Sunday, 11 October 2020 | Parvinder Bhatia | Jamshedpur

Dorabji Tata Park located in front of Keenan Stadium in the heart of the city, was crowned with a ‘Diamond’ on Saturday.

A Diamond Pavilion has been added to the renovated park that captures the historical context and narrative of the Jubilee Diamond to create a timeless monument fabricated with the material of the future. The monument is 12 metres in height. It is fabricated from Tata Structura tubular steel sections and spans 16 metres x 12 metres.

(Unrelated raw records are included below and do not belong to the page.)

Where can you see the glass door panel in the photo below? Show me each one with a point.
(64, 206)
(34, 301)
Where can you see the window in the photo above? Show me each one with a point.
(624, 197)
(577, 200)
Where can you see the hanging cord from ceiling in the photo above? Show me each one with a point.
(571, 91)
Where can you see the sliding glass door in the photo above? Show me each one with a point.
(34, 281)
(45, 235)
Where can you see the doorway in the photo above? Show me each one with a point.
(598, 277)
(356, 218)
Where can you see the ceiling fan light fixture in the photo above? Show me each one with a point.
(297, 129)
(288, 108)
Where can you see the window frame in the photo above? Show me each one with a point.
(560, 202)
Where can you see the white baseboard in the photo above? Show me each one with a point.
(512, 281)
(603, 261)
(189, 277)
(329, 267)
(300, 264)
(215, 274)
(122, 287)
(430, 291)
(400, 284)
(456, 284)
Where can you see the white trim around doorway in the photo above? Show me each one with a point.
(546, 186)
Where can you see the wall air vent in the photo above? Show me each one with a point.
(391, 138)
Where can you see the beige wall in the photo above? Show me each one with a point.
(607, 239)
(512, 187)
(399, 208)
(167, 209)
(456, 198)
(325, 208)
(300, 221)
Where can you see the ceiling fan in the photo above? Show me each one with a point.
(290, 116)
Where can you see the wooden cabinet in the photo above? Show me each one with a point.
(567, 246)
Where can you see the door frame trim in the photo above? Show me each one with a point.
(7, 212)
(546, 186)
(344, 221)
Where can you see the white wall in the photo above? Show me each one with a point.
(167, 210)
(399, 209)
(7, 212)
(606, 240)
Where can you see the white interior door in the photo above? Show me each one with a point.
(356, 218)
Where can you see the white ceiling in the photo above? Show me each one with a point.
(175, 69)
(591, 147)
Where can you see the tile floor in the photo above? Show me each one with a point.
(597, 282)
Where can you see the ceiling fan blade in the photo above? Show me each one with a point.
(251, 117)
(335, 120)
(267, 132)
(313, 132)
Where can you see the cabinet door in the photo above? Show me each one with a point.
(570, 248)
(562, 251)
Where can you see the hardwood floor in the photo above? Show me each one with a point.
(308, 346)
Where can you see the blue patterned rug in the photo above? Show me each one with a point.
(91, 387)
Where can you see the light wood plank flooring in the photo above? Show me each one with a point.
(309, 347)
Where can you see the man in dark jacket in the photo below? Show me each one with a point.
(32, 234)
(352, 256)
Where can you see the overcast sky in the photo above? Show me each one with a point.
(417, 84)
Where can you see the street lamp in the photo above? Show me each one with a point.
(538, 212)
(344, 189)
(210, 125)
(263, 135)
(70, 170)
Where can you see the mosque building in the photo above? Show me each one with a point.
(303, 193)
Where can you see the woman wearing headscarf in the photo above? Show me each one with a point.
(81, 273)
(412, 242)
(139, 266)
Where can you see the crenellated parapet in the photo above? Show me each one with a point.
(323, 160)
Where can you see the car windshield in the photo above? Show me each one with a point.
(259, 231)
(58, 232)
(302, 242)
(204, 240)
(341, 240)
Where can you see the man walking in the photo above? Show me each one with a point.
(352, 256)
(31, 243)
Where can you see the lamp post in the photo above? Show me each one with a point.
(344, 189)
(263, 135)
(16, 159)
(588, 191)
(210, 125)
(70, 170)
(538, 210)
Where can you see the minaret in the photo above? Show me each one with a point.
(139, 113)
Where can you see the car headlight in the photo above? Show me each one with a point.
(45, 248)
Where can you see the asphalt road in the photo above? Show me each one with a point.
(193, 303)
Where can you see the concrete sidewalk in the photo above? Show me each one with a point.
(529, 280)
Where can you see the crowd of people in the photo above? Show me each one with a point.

Visitors can now experience the amphitheatre within the Diamond Pavilion for a moment of reflection and quiet. The central space is for the visitors to feel the magnificence of the diamond from within and not just as a showpiece seen from afar.

T V Narendran, CEO& managing director, Tata Steel re-dedicated the renovated park on Saturday evening.

In 1995, this park was created to commemorate the contribution of Sir Dorabji Tata to the country, the city of Jamshedpur and the Tata Group. It was designed as a vibrant recreational space for the citizens of Jamshedpur by Laurence Francis and Jatinder Singh, of the erstwhile Town Division.

Originally, the park had two rose gardens, three fountains and a life-size statue of Sir Tata. After 25 years, the park was re-envisioned by Architect Nuru Karim and rededicated to the public.

“During the upgradation of the park, a statue of Lady Meherbai Tata, wife of Sir Tata, has been added, along with a spectacular steel tubular structure and pavilion to capture the legacy of the famous Jubilee Diamond,” said an official of Tata Steel.

Sir Dorabji Tata, the elder son of Tata Group founder Jamsetji Nusserwanji Tata and Heerabai Tata, was born on August 27, 1859.  Sir Dorabji Tata believed that wealth must be put to constructive use. In November 1924, he pledged his own and his wife’s personal fortunes, which included the famous Jubilee Diamond, to keep the steel venture afloat when it slipped into financial trouble and there was no money to even pay the wages of employees.

Less than a year after his wife Lady Meherbai Tata demise, Sir Tata bequeathed most of his personal wealth--comprising substantial shareholdings in various Tata enterprises, landed property and his wife’s jewellery--to the Sir Dorabji Tata Trust, the largest philanthropic entity in India. The trust is best known for promoting four pioneering institutions of national importance: Tata Institute of Social Sciences, Tata Memorial Centre for Cancer Research and Treatment, Tata Institute of Fundamental Research and National Centre of the Performing Arts.